Effectively communicating about heat risk requires deep community engagement

To reach heat-impacted communities, LCI report recommends heat communicators combine outreach strategies into targeted campaigns

A bus ad created for the 2023 #HeatSafeLA campaign and distributed by LA City’s Climate Emergency Mobilization Office. Credit: Tom Watanabe

As climate change brings more intense and frequent extreme weather events, government and community leaders are raising awareness and providing resources to those at risk. Strong public outreach and community engagement can potentially help safeguard people from heat, from the acute threats of heat waves to the pernicious effects of chronically high temperatures. But how, when, and to whom should communicators disseminate information?

To help answer these questions, a new Luskin Center for Innovation (LCI) report  provides guidance based on insights from heat communication practitioners and recent awareness campaigns in California. The report, “Communicating Heat Risk: A guide to inclusive, effective, and coordinated public information campaigns,” lays out the following five recommendation areas for communicators :

  1. Deeply engage with heat-impacted communities. Identify the most heat-impacted communities (e.g., young children, outdoor workers, and unhoused people), then collaborate with them to understand their needs and communication preferences.
  2. Use strategic timing and inclusive messaging to convey the serious health threat from heat exposure.Conveying the life-threatening nature of heat is essential and requires nuanced, tailored messaging; well-timed outreach throughout the year; and careful consideration of the variation of needs and barriers faced by communities. For example, accurately translating materials into several languages can make communications more inclusive and relevant to target audiences.
  3. Build campaigns that use a wide array of tactics and prioritize utilizing trusted messenger networks. No one (or two, or three) communication channel will reach everyone harmed by heat, but some tactics may work better than others — especially communicating through community-trusted, local organizations and leaders.
  4. Share responsibilities with the state as a coordinator and locals as on-the-ground communicators. State and local governments alike should embrace an all-hands-on-deck approach to collaboration that makes use of state resources to create consistency and local knowledge to reach affected communities effectively.
  5. Take multiple approaches to evaluating communication efforts, with community knowledge at the center. While evaluation is difficult (especially with present data and research limitations), communicators can learn substantial lessons from the communities they hope to reach — such as where they go to get information and what current efforts lack.

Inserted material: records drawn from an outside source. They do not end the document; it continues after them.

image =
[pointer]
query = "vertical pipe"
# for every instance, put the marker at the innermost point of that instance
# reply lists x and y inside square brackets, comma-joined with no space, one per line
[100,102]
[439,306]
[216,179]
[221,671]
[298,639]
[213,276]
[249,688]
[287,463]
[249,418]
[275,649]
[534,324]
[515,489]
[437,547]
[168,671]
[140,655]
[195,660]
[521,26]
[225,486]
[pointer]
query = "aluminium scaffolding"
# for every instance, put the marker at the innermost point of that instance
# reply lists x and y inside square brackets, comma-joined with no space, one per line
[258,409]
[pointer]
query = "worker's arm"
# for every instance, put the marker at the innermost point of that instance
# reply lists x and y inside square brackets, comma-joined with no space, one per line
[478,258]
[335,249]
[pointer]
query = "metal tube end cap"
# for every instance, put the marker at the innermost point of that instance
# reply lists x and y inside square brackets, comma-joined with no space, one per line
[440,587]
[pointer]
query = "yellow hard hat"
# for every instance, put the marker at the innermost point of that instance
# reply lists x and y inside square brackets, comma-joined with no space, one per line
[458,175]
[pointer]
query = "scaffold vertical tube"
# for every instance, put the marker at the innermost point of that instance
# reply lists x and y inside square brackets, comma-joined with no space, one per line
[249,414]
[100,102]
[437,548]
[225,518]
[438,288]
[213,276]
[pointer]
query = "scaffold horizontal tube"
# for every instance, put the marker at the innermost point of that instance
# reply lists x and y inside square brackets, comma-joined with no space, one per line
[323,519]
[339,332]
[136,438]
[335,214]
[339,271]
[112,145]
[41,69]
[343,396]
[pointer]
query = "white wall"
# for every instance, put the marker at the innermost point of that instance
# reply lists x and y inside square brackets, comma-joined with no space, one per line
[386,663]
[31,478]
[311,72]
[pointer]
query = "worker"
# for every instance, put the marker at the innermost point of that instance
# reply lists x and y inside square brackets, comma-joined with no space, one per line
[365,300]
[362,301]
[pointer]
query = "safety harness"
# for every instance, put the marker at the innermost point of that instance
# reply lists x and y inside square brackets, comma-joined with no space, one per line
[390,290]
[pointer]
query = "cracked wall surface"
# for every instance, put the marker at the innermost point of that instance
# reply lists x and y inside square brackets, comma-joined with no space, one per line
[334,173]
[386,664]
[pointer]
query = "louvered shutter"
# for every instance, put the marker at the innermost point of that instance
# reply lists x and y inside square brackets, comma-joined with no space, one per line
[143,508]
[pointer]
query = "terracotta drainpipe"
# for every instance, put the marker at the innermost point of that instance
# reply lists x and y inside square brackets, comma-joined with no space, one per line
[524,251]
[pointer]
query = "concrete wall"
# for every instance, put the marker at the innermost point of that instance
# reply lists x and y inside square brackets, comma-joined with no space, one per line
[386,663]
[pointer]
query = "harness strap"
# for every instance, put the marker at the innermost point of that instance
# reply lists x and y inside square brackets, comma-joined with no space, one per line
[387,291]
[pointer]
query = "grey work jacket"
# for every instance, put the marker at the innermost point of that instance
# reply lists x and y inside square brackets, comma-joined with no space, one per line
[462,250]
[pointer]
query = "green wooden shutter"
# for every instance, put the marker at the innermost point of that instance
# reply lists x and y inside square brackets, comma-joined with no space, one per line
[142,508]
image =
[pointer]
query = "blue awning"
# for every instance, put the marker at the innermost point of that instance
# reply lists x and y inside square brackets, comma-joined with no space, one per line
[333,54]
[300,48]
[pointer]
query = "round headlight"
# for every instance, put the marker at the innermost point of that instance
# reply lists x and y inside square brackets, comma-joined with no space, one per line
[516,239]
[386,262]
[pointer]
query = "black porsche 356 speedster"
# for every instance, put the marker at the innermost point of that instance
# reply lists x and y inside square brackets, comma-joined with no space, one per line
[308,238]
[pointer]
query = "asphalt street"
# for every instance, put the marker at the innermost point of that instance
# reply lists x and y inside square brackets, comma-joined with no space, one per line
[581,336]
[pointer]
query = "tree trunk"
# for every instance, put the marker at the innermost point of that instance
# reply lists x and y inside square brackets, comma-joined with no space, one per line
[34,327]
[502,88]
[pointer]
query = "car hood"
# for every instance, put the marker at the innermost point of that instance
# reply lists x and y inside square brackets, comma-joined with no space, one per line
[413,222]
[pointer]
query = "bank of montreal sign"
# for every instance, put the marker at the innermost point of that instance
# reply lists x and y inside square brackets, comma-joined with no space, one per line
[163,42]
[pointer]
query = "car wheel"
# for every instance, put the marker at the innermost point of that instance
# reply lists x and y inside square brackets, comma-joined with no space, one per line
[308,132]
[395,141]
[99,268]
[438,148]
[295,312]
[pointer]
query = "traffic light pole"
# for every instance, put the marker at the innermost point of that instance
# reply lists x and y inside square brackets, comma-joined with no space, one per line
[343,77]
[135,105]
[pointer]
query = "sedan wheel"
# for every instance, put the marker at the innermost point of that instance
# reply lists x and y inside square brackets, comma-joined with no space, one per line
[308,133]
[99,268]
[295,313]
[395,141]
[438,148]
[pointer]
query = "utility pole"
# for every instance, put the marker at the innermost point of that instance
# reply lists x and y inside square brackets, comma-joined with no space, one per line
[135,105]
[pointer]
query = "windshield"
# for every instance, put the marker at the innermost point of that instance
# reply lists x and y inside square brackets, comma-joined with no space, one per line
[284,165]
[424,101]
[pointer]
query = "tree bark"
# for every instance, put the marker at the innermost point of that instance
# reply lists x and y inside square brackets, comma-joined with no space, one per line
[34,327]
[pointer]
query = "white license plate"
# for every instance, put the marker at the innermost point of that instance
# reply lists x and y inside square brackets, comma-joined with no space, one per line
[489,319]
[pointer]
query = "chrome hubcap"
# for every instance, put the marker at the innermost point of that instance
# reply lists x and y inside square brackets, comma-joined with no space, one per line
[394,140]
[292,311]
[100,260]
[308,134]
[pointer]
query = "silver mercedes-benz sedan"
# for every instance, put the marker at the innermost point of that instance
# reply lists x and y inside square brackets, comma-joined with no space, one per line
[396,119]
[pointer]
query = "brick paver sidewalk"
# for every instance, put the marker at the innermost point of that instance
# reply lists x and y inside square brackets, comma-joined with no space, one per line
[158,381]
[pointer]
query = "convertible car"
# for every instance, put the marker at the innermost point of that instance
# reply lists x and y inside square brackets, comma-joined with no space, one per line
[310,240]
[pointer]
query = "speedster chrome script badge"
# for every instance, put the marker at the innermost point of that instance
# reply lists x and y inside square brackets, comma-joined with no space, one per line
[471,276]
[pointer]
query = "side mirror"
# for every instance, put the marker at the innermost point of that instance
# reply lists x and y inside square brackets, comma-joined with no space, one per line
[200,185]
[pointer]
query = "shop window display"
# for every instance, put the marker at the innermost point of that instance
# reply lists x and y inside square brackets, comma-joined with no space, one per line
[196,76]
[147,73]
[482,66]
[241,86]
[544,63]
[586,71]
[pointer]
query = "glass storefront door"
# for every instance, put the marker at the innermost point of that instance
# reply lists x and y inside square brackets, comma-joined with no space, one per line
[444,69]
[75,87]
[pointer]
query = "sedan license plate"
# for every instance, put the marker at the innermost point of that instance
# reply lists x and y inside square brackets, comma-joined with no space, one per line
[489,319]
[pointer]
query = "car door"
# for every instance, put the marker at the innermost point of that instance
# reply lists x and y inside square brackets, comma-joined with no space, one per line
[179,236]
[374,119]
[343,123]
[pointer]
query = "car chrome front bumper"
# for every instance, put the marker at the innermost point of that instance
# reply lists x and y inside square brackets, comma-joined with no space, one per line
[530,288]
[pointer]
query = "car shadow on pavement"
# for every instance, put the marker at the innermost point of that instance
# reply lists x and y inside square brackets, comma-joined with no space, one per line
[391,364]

The report presents findings and insights from 15 interviews with heat communication experts and practitioners, drawing on experiences within California and from cities across the country. It also builds on LCI’s growing body of heat equity research, including the “Guidance for an Equitable and Effective Extreme Heat Strategy in California” policy brief series.

This work was made possible through the support of the Accelerate Resilience L.A., a sponsored project of Rockefeller Philanthropy Advisors.